Yes, and that's the core distinction from simpler automation. An AI agent can handle a workflow that spans multiple systems, requires conditional decisions at each step, and adapts when something unexpected occurs mid-process.

How do enterprise AI agents improve business efficiency?

Primarily by completing high-volume, rules-sensitive work without requiring a human at each step. The efficiency gains show up in three places: reduced handling time for transactions that previously required manual coordination, lower cost-to-serve as agents absorb routine interactions, and freed capacity for human staff to focus on work that genuinely requires judgment.

What are the key risks of deploying agentic AI?

The most common are misapplication and insufficient governance. Deploying agents into the wrong workflows produces weak results and makes the business case hard to defend. Separately, agents operating without proper guardrails, audit trails, and escalation paths create compliance exposure, particularly in regulated industries.

Can AI agents be tailored for different industries?

Yes, and it matters more than most evaluations account for. A general-purpose agent configured for banking will underperform one built on banking-specific workflows, trained on financial services data, and pre-integrated with core banking platforms. Vertical-specific agents deploy faster, require less configuration, and produce better accuracy out of the box because the domain knowledge is already built in rather than being approximated from general training data.

What is the ROI of deploying AI agents?

It depends on where you deploy them and how you measure. The most straightforward returns come from high-volume transactional workflows: cost-to-serve reduction, handling time, and containment rate are the clearest metrics. Harder to quantify but equally real metrics are: revenue protected through faster resolution, enrollment or conversion driven by 24/7 availability, and staff capacity redirected toward higher-value work.
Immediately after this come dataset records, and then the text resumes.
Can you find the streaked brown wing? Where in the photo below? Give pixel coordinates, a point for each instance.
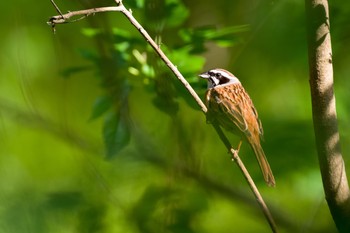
(227, 111)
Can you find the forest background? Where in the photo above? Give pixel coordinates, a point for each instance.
(98, 136)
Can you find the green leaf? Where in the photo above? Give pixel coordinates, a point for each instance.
(91, 32)
(66, 73)
(116, 134)
(101, 105)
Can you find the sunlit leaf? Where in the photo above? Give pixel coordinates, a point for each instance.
(116, 134)
(91, 32)
(101, 105)
(67, 72)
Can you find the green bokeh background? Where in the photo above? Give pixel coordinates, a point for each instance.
(174, 175)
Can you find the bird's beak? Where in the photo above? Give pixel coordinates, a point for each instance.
(204, 75)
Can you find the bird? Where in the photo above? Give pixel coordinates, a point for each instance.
(231, 107)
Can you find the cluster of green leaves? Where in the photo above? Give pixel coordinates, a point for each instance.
(131, 57)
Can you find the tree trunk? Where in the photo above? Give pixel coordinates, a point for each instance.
(331, 162)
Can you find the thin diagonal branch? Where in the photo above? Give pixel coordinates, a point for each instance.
(120, 7)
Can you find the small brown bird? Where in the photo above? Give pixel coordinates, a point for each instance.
(231, 106)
How long does it take to deploy an AI agent?

With the right platform and pre-built connectors for your industry, it can take weeks, not months. The variable isn't usually the agent technology itself; it's how much custom integration work is required to connect it to your existing systems. Platforms with production-proven solution libraries for your vertical and broad connector coverage out of the box cut that timeline significantly.